Today, James lives at our Carlson home. He is 86 years old. He really considers Hammer his “second family.” He feels that many of the people he has lived with over all these years are his true friends. He likes all the typical daily tasks and activities that you do together as a family – meals, visiting, holiday and birthday celebrations, doing things in his community, and shopping at the local businesses. He feels that the staff who have cared for him have really provided him with a sense of security and support. The relationships are so meaningful to him.
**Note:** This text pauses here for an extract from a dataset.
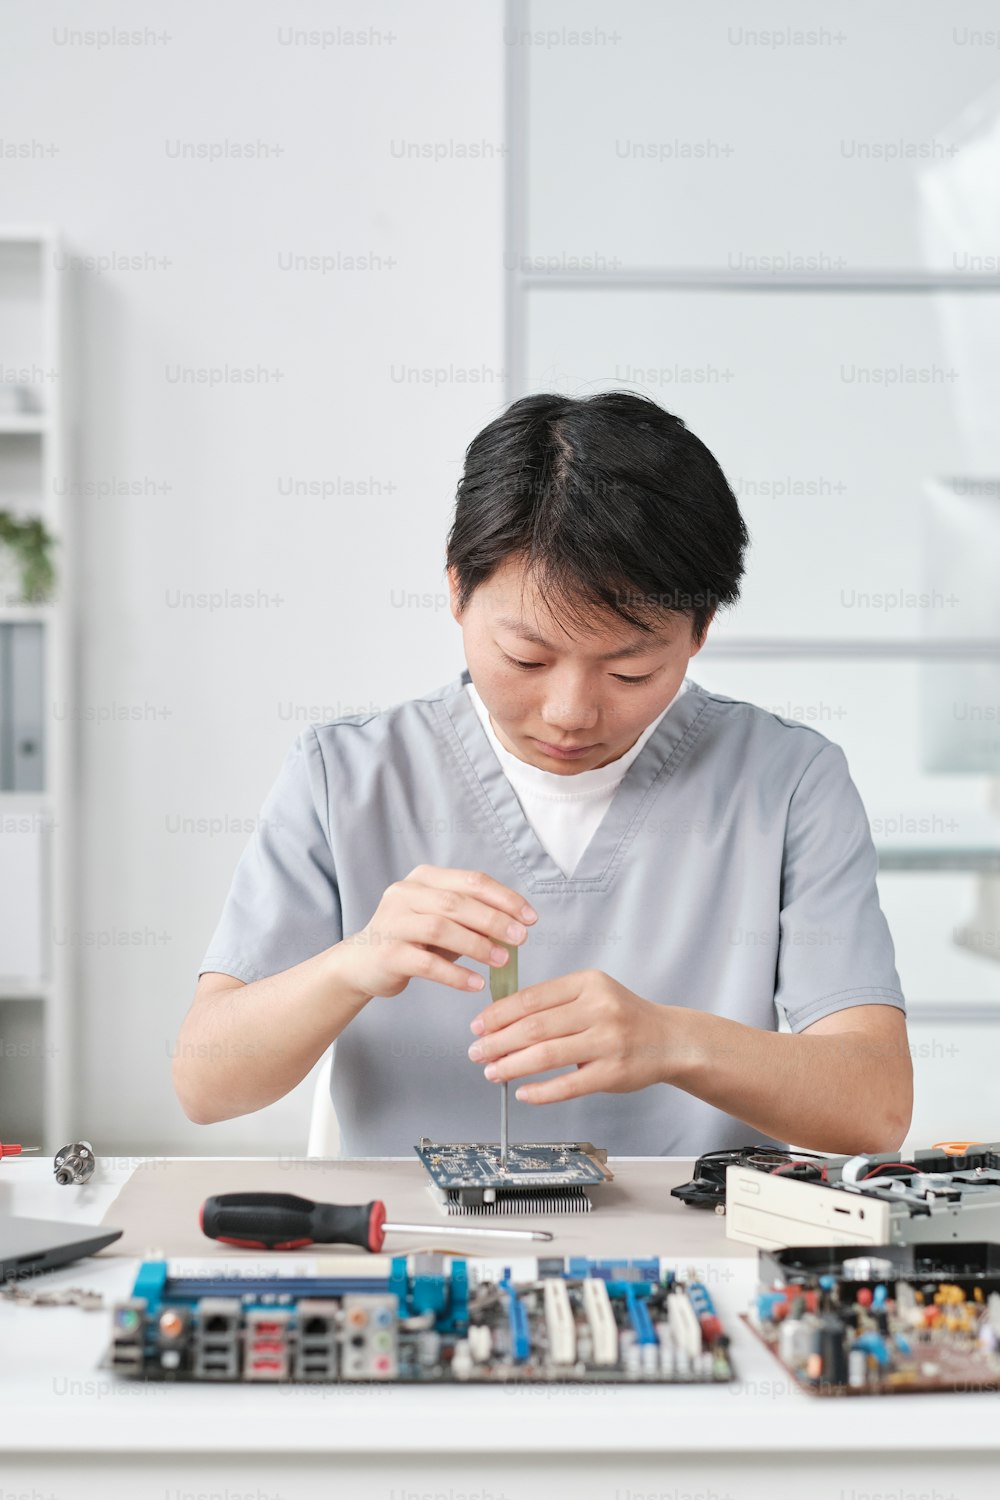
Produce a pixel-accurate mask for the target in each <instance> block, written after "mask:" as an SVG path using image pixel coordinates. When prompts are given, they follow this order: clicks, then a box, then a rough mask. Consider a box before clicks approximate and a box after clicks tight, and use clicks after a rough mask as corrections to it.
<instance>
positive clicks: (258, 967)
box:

James attending Hammer School

We sometimes don’t stop to think how significant these things are to James and the others we support at Hammer & NER. But when one doesn’t have family nearby or they have passed away, it is so important to know that others desire to have that relationship with you. James knows that he needs help to do many of those simple daily tasks and navigate social situations. He wants that support and reassurance that people care so much about him and are there for him.

What a blessing that James has been able to live and work in this community. He so appreciates his life and the people who love and support him.


Sue Walker is Chief Program Officer and joined Hammer Residences in 1977 doing direct care. She met James, our longest-supported person, and eventually became his guardian when his family were no longer available.


1 Comment

  1. Carol

    Thank you for sharing this story. Your community sounds like a good one. My brother with disabilities has lived with me for 25 years. I hope he can find a community like yours when the time comes that I cannot care for him anymore. This man has been very fortunate to be cared for and supported, and to have been in the same community all these years.